One of the things that I often had a difficult time with was finding a way to select the newest records from a table that had one or more columns to group by and then one column to order by. Let’s use the following table as an example:
Version | Name | Group |
---|---|---|
1 | Viejo | A |
2 | Joven | A |
1 | Oldest | B |
2 | Old | B |
3 | New | B |
1 | Jovencito | C |
4 | Newest | B |
Using the above table, I want to be able to pull all of the rows that have the newest version
based on the_group
. I also only want to have to query the table once. With this in mind, after a lot of research, I found two solutions.

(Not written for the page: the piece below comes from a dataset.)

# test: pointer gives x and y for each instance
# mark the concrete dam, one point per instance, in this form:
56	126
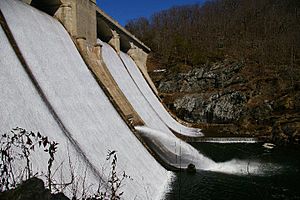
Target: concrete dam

The first solution, which is the shorter one, involves using the DISTINCT ON
clause:
SELECT DISTINCT ON (the_group) *
FROM my_table
ORDER BY the_group DESC, version DESC;
SELECT DISTINCT ON (the_group) *
FROM (
SELECT 1 AS version, 'Viejo' AS name, 'A' AS the_group
UNION SELECT 2 AS version, 'Joven' AS name, 'A' AS the_group
UNION SELECT 1 AS version, 'Oldest' AS name, 'B' AS the_group
UNION SELECT 2 AS version, 'Old' AS name, 'B' AS the_group
UNION SELECT 3 AS version, 'New' AS name, 'B' AS the_group
UNION SELECT 1 AS version, 'Jovencito' AS name, 'C' AS the_group
UNION SELECT 4 AS version, 'Newest' AS name, 'B' AS the_group
) t
ORDER BY the_group DESC, version DESC;
The second solution that I was able to concoct is a bit less elegant and uses a WINDOW FRAME
:
SELECT version, name, the_group
FROM (
SELECT *,
first_value(version) OVER (PARTITION BY the_group ORDER BY version DESC) AS latest_version
FROM my_table
) t
WHERE version = latest_version;
SELECT version, name, the_group
FROM (
SELECT *,
first_value(version) OVER (PARTITION BY the_group ORDER BY version DESC) AS latest_version
FROM (
SELECT 1 AS version, 'Viejo' AS name, 'A' AS the_group
UNION SELECT 2 AS version, 'Joven' AS name, 'A' AS the_group
UNION SELECT 1 AS version, 'Oldest' AS name, 'B' AS the_group
UNION SELECT 2 AS version, 'Old' AS name, 'B' AS the_group
UNION SELECT 3 AS version, 'New' AS name, 'B' AS the_group
UNION SELECT 1 AS version, 'Jovencito' AS name, 'C' AS the_group
UNION SELECT 4 AS version, 'Newest' AS name, 'B' AS the_group
) t
) t
WHERE version = latest_version;
The downside of the above solution is the fact that you are using at least one sub-query. The other downside is the fact that you have to list each field that you want to bring back if you don’t want to bring back the extra field indicating the latest_version
. One last downside about the second solution is the fact that it does seem to take a little bit longer than the first solution. For these reason I feel that the solution using the DISTINCT ON
clause is the best one.